Grafik: G. Perotti et al. / MPIA

Leider sind die Wassermoleküle recht anfällig und zerfallen leicht in ihre Bestandteile wie Wasserstoff und Sauerstoff, wenn sie von der UV-Strahlung des nahen Sterns getroffen werden. Das umgebende Material wie Staub und die Wassermoleküle selbst dienen jedoch als Schutzschild. Daher könnte zumindest ein Teil des Wassers, das in der Nähe von PDS 70 entdeckt wurde, die Zerstörung überlebt haben.

Woher kam das Wasser?

Eine weitere Quelle könnte Gas sein, das von den äußeren Rändern der Scheibe von PDS 70 einströmt. Unter bestimmten Umständen können sich Sauerstoff- und Wasserstoffgas verbinden und Wasserdampf bilden. Außerdem könnten durch den Sog des sich bewegenden Gases wasserreiche Staubteilchen mitgerissen werden, die aus dem markanten äußeren Staubring stammen. Der Zentralstern ist so schwach, dass er das Wassereis in der Entfernung dieses Rings nicht verdampfen kann. Erst wenn die Staubkörner in die innere Scheibe in der Nähe des Sterns eindringen, verwandelt sich das Eis in ein Gas.

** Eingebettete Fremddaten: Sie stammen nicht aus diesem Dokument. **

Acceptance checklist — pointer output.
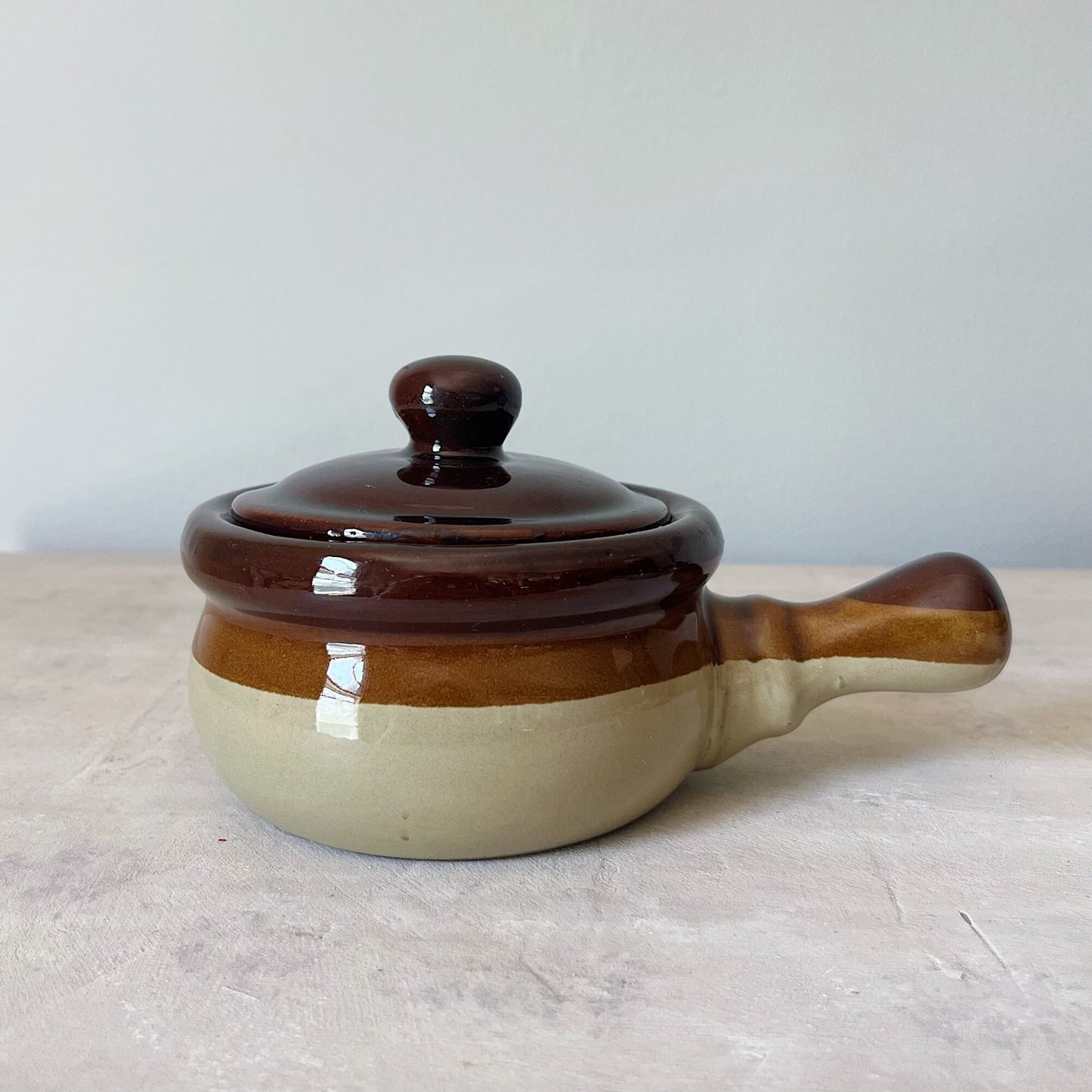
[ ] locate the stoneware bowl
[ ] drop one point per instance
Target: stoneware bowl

"Die Wahrheit liegt wahrscheinlich in einer Kombination aus all diesen Möglichkeiten", sagte Perotti. "Dennoch ist es wahrscheinlich, dass einer dieser Mechanismen eine entscheidende Rolle beim Auffüllen des Wasserreservoirs der PDS-70-Scheibe spielt. In Zukunft wird es darum gehen, herauszufinden, welcher das ist." Momentan wartet das Team auf eine weitere Reihe von JWST-Beobachtungen, die detaillierte Bilder der inneren Scheibe von PDS 70 liefern werden. Damit will es noch genauer feststellen, wie nahe am Stern Wasser vorhanden ist. (tberg, red, 3.8.2023)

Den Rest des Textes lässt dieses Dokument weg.